By @multimoon - 3 months
I can’t explain enough how much I dislike Microsoft the corporation, but this wasn’t their fault - a 3rd party kernel driver crashed the system.
By @kkfx - 3 months
Well... The only question should be architectural:

- why automatic, silent upgrades

- why no boot environment/generations at boot to reboot into a previous snapshot of the system (since nfts do have snapshots indeed), meaning why no integration between the storage and the system management

- why massive rollout instead of partitioned testing rollout slowly propagating

For the rest is a third party tool, not mandated by the vendor so... It's a user choice.

By @duxup - 3 months
This is a pretty empty article that just seems like spin on the current issues going on.
By @arshiiita - 3 months
The problematic driver was dowloaded from Microsoft managed infrastructure, even though it was a third-party module. Microsoft needs to do a better job at running integration tests between windows kernel and driver updates for sure. They can’t publish security updates without running integration tests, this is basics of software engineering. Windows is their product not Crowdstrike. 100% Microsoft failure here.
By @1vuio0pswjnm7 - 3 months
I have been 100% Microsoft-free in all computers and networks I control for decades. I know I should miss Excel, etc. but strangely I feel like I have sacrificed nothing. There is more I can do without Microsoft than with it.
By @geodel - 3 months
The answer is Cloud based Windows OS which MS is working towards for many years.
By @MattGaiser - 3 months
I'd be curious whether people would want the cost effective fix for this, which is basically to eliminate vendors for anything important.

Near complete vertical integration of security, like with Apple.

By @lloydatkinson - 3 months
What an infuriatingly poor article, Tom Clarke should be ashamed.

> A software update from cybersecurity company CrowdStrike has now taken a large number of those machines offline.

So Tom opens the article with the admission that it is CrowdStrike, not Microsoft.

> Thankfully, the update that caused the Microsoft meltdown did not affect these other software families - if it had, the impacts could have been catastrophic.

This is such a strawman (like the rest of the article honestly) I don't know where to begin. Inflammatory language.

A fucking "meltdown"? A meltdown of Microsoft, no less? Putting aside the fact that Microsoft and Windows are not the same thing, it is again nothing "meltdown" like that Microsoft did or could do.

> There are serious questions of course for CrowdStrike. As a leading provider of security software for large companies like Microsoft.

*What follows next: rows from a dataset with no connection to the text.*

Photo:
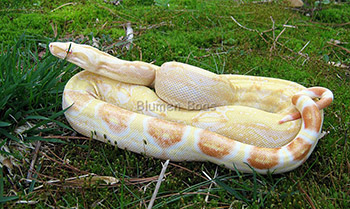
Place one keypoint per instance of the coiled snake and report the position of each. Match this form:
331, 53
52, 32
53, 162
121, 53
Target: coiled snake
241, 122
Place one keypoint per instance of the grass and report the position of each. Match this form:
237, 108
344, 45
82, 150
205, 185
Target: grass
197, 32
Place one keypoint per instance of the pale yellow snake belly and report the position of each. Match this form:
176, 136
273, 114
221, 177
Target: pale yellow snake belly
241, 122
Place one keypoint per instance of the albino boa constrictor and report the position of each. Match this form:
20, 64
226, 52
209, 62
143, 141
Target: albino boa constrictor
195, 115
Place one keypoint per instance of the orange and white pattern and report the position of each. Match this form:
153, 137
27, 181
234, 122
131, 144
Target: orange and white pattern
241, 122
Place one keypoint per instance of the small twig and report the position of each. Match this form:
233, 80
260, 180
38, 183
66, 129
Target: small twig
150, 205
32, 164
186, 169
242, 25
307, 197
304, 47
343, 48
66, 137
63, 5
129, 35
211, 184
273, 47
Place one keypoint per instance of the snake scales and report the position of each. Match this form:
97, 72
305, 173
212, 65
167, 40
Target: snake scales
241, 122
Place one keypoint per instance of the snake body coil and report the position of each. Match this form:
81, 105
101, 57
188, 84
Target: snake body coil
238, 121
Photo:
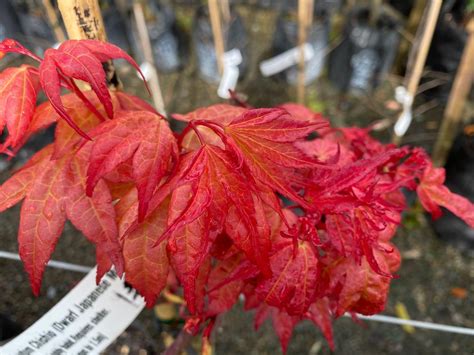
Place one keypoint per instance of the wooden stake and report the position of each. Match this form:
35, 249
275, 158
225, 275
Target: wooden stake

Tom, was you paid by CrowdStrike or what? What do you mean "of course"? It is literally the only party that should be answering questions here. I suspect that even if Tom were to "question" Microsoft their answer about kernels, drivers, privileges, and how shipping seemingly untested code into the core of an operating system is a bad idea wouldn't even be comprehendible for him.

> The situation may also lead to calls from Microsoft users about what more the company could do to ensure products made for their software aren't going to cause major outages like this one.

This is getting absurd now, and I just can't give more energy to this. OK, it could now insist only memory safe languages such as Rust are allowed for drivers. Or outright permanently blacklisting drivers from certain vendors. The bitching and moaning from manufacturers would then, of course, have people like Tom writing articles like "Microsoft is making manufacturers lives harder, think of the poor IT professionals!".

> Any engineer will tell you over-reliance on one system leaves you open to a "single point of failure". Critical digital infrastructure has to have redundancy - back up systems - built in to ensure it is resilient.

Please Tom, tell us more on your thoughts about memory safe languages, failure recovery modes, the unikernel vs microkernel debate, and how it's just a simple matter of overnight making operating systems "not a single point of failure".

This entire article is some kind of exercise in trying to get everything wrong while meeting a minimum word count, and I bet with some ChatGPT thrown in there too.

I flagged this post because I think it's far below even the minimum quality level for HN. It's outright clickbait drivel.